Nei paesi il rapporto con i medici è più stretto e familiare che in città, le visite a domicilio sono la norma, non l’eccezione: «Per proteggerci dal contagio abbiamo una tuta lavabile, bianca… non da astronauta, piuttosto da operaio», spiega sorridendo. «Prima di entrare metto cappuccio, guanti, mascherina e occhiali, quando esco tolgo tutto».

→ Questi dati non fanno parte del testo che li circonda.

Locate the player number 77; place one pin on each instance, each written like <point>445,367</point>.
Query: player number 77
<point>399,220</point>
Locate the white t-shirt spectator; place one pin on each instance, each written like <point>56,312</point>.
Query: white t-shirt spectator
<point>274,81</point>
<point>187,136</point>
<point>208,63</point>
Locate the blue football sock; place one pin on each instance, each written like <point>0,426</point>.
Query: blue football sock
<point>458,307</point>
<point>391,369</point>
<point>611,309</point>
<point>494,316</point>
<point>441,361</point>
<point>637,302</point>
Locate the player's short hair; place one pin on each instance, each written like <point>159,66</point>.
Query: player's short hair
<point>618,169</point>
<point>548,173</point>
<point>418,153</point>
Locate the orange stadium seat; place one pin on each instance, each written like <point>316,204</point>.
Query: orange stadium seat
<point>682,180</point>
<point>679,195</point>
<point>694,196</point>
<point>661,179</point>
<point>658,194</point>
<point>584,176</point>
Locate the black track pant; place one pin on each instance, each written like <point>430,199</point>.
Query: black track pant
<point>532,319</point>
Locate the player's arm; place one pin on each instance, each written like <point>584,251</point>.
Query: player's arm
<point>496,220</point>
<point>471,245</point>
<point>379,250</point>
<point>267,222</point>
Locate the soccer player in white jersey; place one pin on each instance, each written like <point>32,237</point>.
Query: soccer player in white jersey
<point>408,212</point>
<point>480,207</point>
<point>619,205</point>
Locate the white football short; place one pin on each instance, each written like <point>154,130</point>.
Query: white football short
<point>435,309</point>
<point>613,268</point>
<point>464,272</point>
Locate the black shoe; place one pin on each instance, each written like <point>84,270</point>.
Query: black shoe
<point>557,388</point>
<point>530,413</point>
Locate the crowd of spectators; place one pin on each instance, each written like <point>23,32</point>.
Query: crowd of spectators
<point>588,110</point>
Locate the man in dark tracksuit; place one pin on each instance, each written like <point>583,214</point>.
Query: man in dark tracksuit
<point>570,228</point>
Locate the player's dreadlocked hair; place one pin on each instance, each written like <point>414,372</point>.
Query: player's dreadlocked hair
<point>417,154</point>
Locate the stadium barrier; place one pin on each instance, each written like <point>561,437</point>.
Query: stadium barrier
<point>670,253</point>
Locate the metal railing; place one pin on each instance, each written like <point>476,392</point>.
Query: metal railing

«Certo la vita è cambiata, la nostra normalità era allenarci per le maratone, organizzare molte cene tra amici. E all’inizio ero stressato dal dover usare tanto il telefono, ma tenere monitorati i pazienti e tranquillizzarli è fondamentale. Nei rari momenti di pace cerchiamo di non parlare dei nostri casi, di distrarci con brevi passeggiate con i cani tra le vigne di fronte a casa, per sentire i profumi della terra e il vento che la sera arriva dal monte. Bisogna conservare abitudini piacevoli: svagarsi aiuta a tenere alte le difese immunitarie. Molti si lamentano di dormire troppo, ma è un bene, rende più forti, il corpo si riassesta e il cervello, con i sogni, sistema molte cose».
«La differenza tra me e Giorgio è che lui non ha paura di morire», conclude Eleonora. E lui ribatte flemmatico: «La vita è un ciclo... ma se non volete interromperlo, state a casa».